Cheetah Licensing

Podperson,
interesting that.

Surprises me a little, as with the AutoCad license we have we can use the 1 piece of software on 2 machines as long as they are not used concurrently (Home use license, totally legitimate for a business to have one of these).

I think the best thing for me to do to be fair to Martin will be to purchase for the MacBook, downlaod the demo on the iMac for my son to learn it on and if he really gets in to it and it is worth us utilising him as a business resource buy another licence for the iMac.

From my point of view I'd rather help support the Cheetah team knowing that I can get the support from them when needed. It's mutually beneficial.

Thanks,

Chris

This is a very similar situation to the one I found myself in a couple of years ago. I just bit the bullet and bought a second license for my son. It's the best $99 you will ever spend. Cheetah is ridiculously good value for money. Martin could charge a good deal more, and it would still be worth it.
 
[...]We had software upgrades for 20 years, everyone seemed happy with them. [...]

I don't think so. Everyone was running a different version of everything in the process and thus, file formats were incompatible. Tutorials also didn't work and instructions needed to be written for all versions of something.
 
I don't think so. Everyone was running a different version of everything in the process and thus, file formats were incompatible. Tutorials also didn't work and instructions needed to be written for all versions of something.

Software subscriptions don’t really fix that. E.g. Unity now has version pinning because you don’t want to start a big project on version X and have random breakage caused by automatic updates.
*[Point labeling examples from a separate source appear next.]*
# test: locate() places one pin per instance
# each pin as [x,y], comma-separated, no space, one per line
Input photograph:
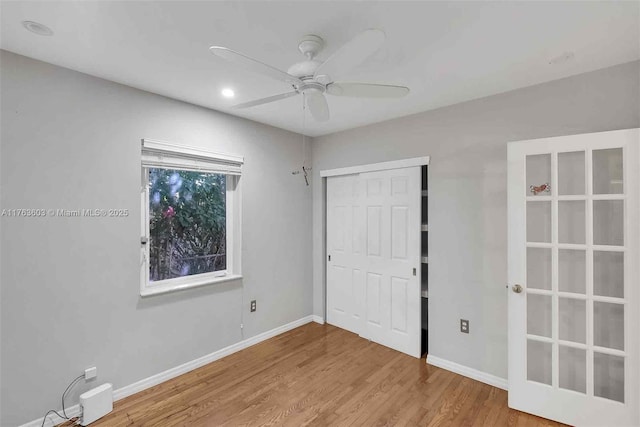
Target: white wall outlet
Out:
[91,372]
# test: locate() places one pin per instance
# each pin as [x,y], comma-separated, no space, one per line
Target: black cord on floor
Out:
[67,390]
[64,412]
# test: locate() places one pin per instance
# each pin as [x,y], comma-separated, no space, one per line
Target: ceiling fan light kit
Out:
[313,78]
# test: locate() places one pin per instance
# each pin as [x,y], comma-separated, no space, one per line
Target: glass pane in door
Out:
[608,274]
[572,318]
[573,368]
[571,176]
[539,221]
[539,268]
[608,325]
[608,222]
[539,315]
[572,271]
[571,222]
[608,376]
[607,171]
[539,361]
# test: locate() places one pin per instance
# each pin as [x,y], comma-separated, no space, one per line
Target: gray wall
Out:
[468,193]
[70,285]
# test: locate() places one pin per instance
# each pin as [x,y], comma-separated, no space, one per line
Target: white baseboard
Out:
[468,372]
[153,380]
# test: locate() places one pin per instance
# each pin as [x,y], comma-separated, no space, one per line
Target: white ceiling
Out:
[446,52]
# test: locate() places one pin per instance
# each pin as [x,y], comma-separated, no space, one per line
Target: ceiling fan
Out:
[313,78]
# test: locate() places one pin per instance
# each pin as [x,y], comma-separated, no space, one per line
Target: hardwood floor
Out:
[319,375]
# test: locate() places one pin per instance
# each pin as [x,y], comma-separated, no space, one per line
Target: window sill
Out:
[165,289]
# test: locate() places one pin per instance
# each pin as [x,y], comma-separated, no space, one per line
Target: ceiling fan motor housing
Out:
[304,68]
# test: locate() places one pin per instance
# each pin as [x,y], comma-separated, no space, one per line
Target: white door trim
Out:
[374,167]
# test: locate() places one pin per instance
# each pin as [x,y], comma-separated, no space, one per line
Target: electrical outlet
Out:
[464,326]
[90,373]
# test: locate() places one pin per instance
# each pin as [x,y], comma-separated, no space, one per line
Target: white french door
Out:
[574,280]
[373,250]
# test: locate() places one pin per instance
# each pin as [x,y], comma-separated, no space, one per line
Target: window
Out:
[190,222]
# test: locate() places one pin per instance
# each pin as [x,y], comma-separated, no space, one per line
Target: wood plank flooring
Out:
[323,376]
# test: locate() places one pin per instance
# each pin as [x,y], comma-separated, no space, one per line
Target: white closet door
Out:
[345,290]
[574,302]
[391,203]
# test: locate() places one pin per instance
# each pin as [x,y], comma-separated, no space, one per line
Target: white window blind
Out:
[157,154]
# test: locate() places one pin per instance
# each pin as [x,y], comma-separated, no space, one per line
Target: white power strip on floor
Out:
[96,403]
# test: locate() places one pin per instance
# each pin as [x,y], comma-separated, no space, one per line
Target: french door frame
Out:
[537,398]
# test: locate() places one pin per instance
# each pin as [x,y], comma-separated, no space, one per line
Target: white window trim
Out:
[166,155]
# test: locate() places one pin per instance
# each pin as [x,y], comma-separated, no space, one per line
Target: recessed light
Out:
[561,59]
[37,28]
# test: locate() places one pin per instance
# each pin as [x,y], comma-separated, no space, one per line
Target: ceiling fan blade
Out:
[265,100]
[318,106]
[254,65]
[353,53]
[367,90]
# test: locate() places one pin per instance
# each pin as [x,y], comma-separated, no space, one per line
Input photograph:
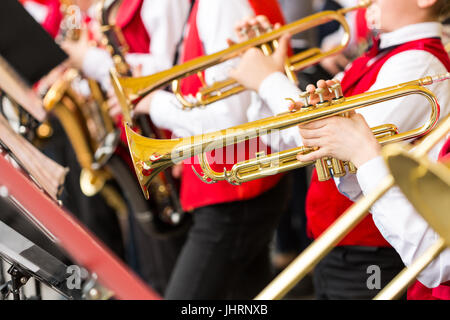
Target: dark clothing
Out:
[344,272]
[226,255]
[291,232]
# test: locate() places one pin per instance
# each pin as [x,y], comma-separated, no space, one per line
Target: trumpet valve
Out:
[260,154]
[322,101]
[351,167]
[323,172]
[337,90]
[305,96]
[337,166]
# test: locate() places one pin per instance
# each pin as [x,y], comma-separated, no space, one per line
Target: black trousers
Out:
[348,272]
[226,255]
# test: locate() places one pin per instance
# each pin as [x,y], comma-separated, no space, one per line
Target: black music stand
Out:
[29,260]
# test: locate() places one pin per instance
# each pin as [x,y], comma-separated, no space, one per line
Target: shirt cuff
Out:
[275,89]
[371,173]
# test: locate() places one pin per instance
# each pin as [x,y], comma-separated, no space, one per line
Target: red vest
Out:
[194,192]
[324,203]
[417,291]
[128,19]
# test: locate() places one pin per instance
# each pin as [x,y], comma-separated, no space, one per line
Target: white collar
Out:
[410,33]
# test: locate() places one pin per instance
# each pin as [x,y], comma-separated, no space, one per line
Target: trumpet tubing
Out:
[151,156]
[414,173]
[131,89]
[68,108]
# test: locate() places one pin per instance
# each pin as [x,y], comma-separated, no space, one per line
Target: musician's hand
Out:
[335,64]
[348,139]
[76,50]
[177,170]
[254,66]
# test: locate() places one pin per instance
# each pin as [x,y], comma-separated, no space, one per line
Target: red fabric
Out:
[192,49]
[77,241]
[194,192]
[129,20]
[52,21]
[444,155]
[324,203]
[417,291]
[362,31]
[360,77]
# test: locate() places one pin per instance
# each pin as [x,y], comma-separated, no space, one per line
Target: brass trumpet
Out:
[130,89]
[151,156]
[427,187]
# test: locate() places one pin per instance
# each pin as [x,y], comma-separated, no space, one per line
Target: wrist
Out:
[366,154]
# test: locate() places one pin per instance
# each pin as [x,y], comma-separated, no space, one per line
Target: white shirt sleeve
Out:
[164,21]
[412,111]
[402,226]
[406,113]
[272,99]
[215,22]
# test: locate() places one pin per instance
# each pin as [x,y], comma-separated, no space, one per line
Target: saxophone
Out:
[168,215]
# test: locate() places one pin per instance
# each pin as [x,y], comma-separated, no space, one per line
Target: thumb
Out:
[280,53]
[230,42]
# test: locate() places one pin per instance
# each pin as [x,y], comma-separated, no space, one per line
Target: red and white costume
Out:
[211,23]
[409,53]
[151,29]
Cheetah 3D, Photoshop, Maya, etc. are all platforms, not just applications, so if you have a sophisticated workflow you can’t afford to let production suffer random outages caused by changes in your platform mid-project, so you’ll end up stuck on versions AND paying for a subscription.
 
That’s true. Actually, that’s a problem that gets worse with subscriptions because companies like Adobe don’t let you use older versions indefinitely, even when you have a subscription. At some point they’ll force you to upgrade, so if you have plug-ins that only work with older versions, you’re doomed.